Capita ancora che venga la voglia di andare al cinema. Sì, certo, capita ancora che si preferiscano le scomodissime poltroncine pieghevoli al divano di casa, il grande schermo alla solita programmazione tivù o al display del computer, il rito della convalida a strappo al telecomando universale, l’odore inconfondibile dei pop-corn al deodorante per ambiente del salotto, il fastidiosissimo vicino che sgranocchia semini, mentre sorbisce rumorosamente la sua coca, al sibilo del frigorifero che interrompe il silenzio casalingo. Capita ancora che la domenica venga la voglia di svagarsi in una sala cinematografica, in quella sala in cui aspetti con ansia che si abbassino le luci per goderti i trailer dei film in programmazione, in attesa dei titoli di testa, cosciente del fatto che non ti perderai anche quelli di coda, perché sai che solo al cinema quella serie infinita di nomi su fondo scuro sembra avere un senso.

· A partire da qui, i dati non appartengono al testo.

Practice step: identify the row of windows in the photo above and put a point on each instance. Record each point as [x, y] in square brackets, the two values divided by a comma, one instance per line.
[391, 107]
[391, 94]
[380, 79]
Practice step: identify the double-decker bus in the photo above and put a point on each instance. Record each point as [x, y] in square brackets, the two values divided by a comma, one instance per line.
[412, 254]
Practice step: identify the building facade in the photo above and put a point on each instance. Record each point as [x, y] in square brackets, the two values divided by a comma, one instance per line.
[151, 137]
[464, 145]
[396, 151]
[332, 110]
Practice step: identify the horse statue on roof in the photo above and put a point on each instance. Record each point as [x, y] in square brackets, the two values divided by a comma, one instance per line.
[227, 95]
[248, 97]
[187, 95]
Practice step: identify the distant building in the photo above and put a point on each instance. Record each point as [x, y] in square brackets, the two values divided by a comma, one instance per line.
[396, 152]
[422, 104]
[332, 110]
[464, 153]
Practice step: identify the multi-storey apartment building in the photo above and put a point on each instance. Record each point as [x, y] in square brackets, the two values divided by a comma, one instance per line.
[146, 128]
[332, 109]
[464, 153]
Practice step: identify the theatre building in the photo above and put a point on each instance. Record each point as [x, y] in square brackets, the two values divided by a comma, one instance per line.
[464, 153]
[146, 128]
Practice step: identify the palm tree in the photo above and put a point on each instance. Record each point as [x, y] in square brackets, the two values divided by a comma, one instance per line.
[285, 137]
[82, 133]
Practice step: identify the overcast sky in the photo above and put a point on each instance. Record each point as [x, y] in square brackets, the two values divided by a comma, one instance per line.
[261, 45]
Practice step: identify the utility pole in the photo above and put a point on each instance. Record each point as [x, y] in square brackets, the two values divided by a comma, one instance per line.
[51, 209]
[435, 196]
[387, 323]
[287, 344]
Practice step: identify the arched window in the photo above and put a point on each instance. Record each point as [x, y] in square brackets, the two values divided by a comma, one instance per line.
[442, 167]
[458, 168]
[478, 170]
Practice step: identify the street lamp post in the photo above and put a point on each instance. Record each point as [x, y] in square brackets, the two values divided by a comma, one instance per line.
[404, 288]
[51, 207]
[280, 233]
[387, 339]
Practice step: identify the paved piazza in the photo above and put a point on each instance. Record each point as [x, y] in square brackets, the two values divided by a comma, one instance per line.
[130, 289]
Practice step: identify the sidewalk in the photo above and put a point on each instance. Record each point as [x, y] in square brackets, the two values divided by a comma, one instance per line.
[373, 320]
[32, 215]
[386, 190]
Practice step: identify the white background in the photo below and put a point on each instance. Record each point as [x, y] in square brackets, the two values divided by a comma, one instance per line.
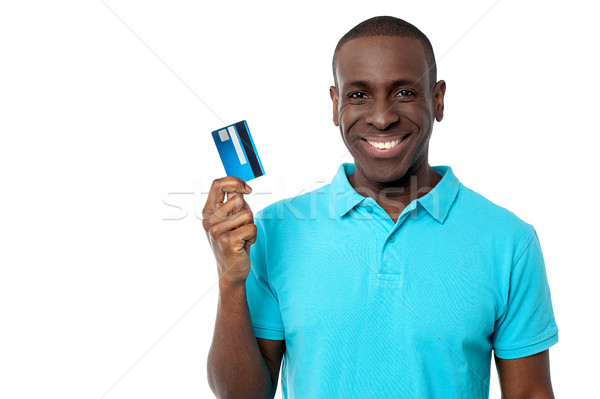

Così è capitato che venisse anche a me la voglia di andare in un multisala, certo meno d’atmosfera rispetto al piccolo cinema di provincia, ho pensato, ma con una vasta possibilità di scelta; ho pagato soddisfatta alla cassa il mio biglietto d’ingresso con riduzione studente infilando i soldi attraverso il vetro, e mi sono portata in tasca, oltre al resto, una “buona-visione” dalla signorina nascosta dietro al microfono. Svago. Cercavo svago. E quindi ho scelto una commedia italiana: Albanese, il buon Antonio Albanese è un’esplosione di comicità e non ha ci ha mai deluso. Infatti non ha deluso: volevo ridere e ho riso. ‘Tutto tutto’ il film e non ‘niente niente’. Poi però le luci si sono riaccese durante l’intervallo e sono stata catapultata nella realtà in cui si pensa, magari si ride anche, ma si pensa. Ho origliato un po’ i discorsi che faceva il mio vicino e poi è arrivato, il pensiero, e la mia mascella rilassata ha cominciato a contrarsi nell’espressione di chi riflette: quante, fra le persone che condividevano con me quel momento di svago leggono i giornali, sono informate veramente sul naufragio che sta subendo la zattera del nostro stivale, fallimento molto più rovinoso di quello della Méduse sulle coste della Mauritania di due secoli fa, ma avvenuto per le stesse negligenze e decisioni improbe dei governanti, quanti ridendo sentono a tratti anche l’amaro in bocca per la situazione degradante della politica e della società italiana? E così il mio ragionare mi ha portato a chiedermi se vedere rappresentate sul grande schermo le miserie e le bassezze marchiate made in Italy abbia davvero una qualche finalità. Cui prodest? E’ necessario sdrammatizzare il nostro contesto storico, demonizzare la politica, i parlamentari, la chiesa, le istituzioni, i loro sprechi, il circo dei poteri forti e le feste in maschera in onore di divinità di carta euro-pa?
Così ho pensato che in fondo a noi basta ridere, a noi basta vederci rappresentati in scene demenziali che fanno scoppiare in lacrime per le risate. Non abbiamo molta voglia di pensare, perché pensare significa anche poi fare qualcosa. Ci basta andare al cinema, un pomeriggio domenicale, e ridere per ciò che ci circonda e per ciò che allo stesso tempo sembra essere così lontano. Non ci piace molto farci delle domande, chiederci per esempio le reazioni che potrebbe avere uno straniero dinnanzi all’esasperazione cinematografica di una società in collasso e declino, ragionare sul paradosso che è connaturato alla stessa satira del tutto e del niente di Albanese, capire che la realizzazione del film produrrà degli incassi, che potrebbero essere denaro sporco, perché questo è il prodotto di un gioco che si regola sulla teatralizzazione del delirio dell’italiano che preferisce ridere di sé e far ridere piuttosto che fare qualcosa per cambiare le cose.
Così le luci si sono abbassate, nella sala s’è fatto buio e anche io ho scelto di distrarmi e sorridere davanti a Cetto La Qualunque, Frengo e Rodolfo Favaretto.
Capita ancora che ci sia la voglia di andare al cinema. Sì, certo, per non pensare.